The Westlake-based financial giant’s asset management arm will launch its first crypto-related ETF on or about Aug. 4. The Schwab Crypto Thematic ETF will track the Schwab Crypto Thematic Index, which invests in companies that “may benefit from the development or utilization of cryptocurrencies and other digital assets,” the announcement said.
Schwab emphasizes in its announcement that the fund will not invest in crypto directly. Instead, it invests in companies that benefit from crypto-related activities, like mining or staking, developing blockchain applications and enabling the use of digital assets to buy or sell goods and services.
“For investors who are interested in cryptocurrency exposures, there is a whole ecosystem to consider as more companies seek to derive revenue from crypto directly and indirectly,” David Botset, managing director at Schwab Asset Management, said in a statement.
Buying into a crypto-related ETF may give more risk-averse investors a way to gain exposure to the industry. The prices of cryptocurrencies have plummeted since reaching highs in November, scaring some investors away. The price of Bitcoin is down about 65% since it peaked in early November.
The fund will trade on the New York Stock Exchange under the ticker “STCE” and will have a fee of 0.30%, which Schwab claims is the lowest cost for a crypto-related ETF. On its website, Schwab says that 85% of its market cap index ETFs have expenses lower than 0.10%.

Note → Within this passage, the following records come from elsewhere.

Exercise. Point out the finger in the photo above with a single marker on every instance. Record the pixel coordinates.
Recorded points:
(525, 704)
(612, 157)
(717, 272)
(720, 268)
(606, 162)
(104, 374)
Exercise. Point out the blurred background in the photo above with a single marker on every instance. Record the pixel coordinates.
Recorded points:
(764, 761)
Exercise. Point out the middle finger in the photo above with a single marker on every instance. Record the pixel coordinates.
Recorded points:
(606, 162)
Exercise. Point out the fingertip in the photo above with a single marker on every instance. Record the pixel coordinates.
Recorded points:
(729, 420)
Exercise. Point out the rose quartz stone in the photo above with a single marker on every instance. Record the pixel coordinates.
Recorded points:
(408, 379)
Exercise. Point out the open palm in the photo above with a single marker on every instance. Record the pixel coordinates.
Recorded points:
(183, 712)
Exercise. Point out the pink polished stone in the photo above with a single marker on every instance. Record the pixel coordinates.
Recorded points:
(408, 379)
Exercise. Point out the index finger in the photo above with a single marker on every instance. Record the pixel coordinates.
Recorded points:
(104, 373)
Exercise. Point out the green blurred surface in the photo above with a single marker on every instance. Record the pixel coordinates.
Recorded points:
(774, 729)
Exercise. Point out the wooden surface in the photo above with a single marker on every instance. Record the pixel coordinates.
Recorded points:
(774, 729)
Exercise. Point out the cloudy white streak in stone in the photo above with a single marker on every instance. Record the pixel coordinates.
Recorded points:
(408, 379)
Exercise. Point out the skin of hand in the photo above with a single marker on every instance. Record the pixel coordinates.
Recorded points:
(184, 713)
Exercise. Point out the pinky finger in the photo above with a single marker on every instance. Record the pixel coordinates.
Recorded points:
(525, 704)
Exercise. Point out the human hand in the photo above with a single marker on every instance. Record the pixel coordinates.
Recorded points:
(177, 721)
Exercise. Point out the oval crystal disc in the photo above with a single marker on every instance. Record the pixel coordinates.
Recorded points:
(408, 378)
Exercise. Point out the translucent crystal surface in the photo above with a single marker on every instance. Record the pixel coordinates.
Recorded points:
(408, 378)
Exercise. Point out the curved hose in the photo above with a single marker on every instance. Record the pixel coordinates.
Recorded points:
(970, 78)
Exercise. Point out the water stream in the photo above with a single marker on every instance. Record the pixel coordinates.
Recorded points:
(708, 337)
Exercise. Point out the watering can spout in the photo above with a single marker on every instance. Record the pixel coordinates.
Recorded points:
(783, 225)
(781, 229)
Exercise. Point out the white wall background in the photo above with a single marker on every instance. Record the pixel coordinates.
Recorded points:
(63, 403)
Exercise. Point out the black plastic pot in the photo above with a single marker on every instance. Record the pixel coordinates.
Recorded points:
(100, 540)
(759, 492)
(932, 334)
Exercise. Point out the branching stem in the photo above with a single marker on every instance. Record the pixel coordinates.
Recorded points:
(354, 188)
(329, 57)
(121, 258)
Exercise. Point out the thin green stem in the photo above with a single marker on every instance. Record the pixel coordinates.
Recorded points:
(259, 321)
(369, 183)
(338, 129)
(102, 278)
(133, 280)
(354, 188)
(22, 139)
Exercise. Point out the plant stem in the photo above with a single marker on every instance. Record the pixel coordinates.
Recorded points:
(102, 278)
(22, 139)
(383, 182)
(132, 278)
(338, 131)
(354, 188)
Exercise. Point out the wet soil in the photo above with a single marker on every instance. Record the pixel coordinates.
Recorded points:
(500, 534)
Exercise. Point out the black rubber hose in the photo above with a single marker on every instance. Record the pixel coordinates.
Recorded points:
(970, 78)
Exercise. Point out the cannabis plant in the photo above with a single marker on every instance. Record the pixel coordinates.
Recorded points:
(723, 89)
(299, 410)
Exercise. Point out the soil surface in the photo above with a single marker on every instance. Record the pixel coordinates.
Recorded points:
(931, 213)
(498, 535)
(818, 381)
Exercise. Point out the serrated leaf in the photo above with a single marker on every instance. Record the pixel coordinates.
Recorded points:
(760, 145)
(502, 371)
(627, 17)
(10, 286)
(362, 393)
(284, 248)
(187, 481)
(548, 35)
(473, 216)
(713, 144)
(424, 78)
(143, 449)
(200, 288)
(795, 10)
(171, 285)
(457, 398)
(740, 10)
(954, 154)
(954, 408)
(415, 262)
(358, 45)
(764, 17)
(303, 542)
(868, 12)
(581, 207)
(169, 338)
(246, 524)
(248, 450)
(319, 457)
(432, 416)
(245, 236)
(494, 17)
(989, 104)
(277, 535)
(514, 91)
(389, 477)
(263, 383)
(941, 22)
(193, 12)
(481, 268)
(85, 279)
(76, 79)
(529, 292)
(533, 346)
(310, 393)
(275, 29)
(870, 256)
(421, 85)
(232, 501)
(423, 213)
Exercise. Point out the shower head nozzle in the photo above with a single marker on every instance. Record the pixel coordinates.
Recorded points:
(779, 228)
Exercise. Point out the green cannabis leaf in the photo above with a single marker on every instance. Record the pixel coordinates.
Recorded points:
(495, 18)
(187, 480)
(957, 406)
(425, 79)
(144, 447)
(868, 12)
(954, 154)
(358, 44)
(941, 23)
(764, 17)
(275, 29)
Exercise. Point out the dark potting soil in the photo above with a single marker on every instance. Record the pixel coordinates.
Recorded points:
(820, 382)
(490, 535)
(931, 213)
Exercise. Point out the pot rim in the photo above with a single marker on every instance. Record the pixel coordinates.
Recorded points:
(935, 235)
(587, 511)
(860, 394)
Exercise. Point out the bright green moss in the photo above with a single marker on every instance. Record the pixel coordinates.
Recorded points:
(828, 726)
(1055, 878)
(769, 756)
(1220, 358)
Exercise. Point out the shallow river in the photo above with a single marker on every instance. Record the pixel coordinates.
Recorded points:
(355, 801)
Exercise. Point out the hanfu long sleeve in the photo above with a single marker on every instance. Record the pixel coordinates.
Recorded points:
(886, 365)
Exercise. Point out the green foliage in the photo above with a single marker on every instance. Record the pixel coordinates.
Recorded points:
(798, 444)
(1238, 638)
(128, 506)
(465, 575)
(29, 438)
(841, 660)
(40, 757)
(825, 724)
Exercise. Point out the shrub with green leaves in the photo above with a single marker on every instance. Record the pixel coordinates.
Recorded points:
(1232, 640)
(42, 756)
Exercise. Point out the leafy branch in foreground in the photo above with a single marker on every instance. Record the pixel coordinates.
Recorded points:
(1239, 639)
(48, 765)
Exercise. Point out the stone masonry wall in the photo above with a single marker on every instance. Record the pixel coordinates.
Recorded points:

ETFs are baskets of securities that are often focused on specific sectors, like energy or technology. They reduce the risk that comes with investing heavily in one stock. Thematic ETFs focus on specific “themes” like climate change or crypto versus a specific sector. Thematic ETFs are often banking on emerging technologies seeing big wins in the future.
Schwab isn’t the first traditional investor to launch an ETF in the crowded crypto space this year.
In April, Boston-based Fidelity launched the Fidelity Crypto Industry and Digital Payments ETF with an expense ratio of 0.39%, which it claimed was the lowest available at the time. Now, Schwab has undercut that cost.
A few days later in April, New York-based BlackRock, the world’s largest asset manager, launched the iShares Blockchain and Tech ETF, which has a higher expense ratio of 0.47%.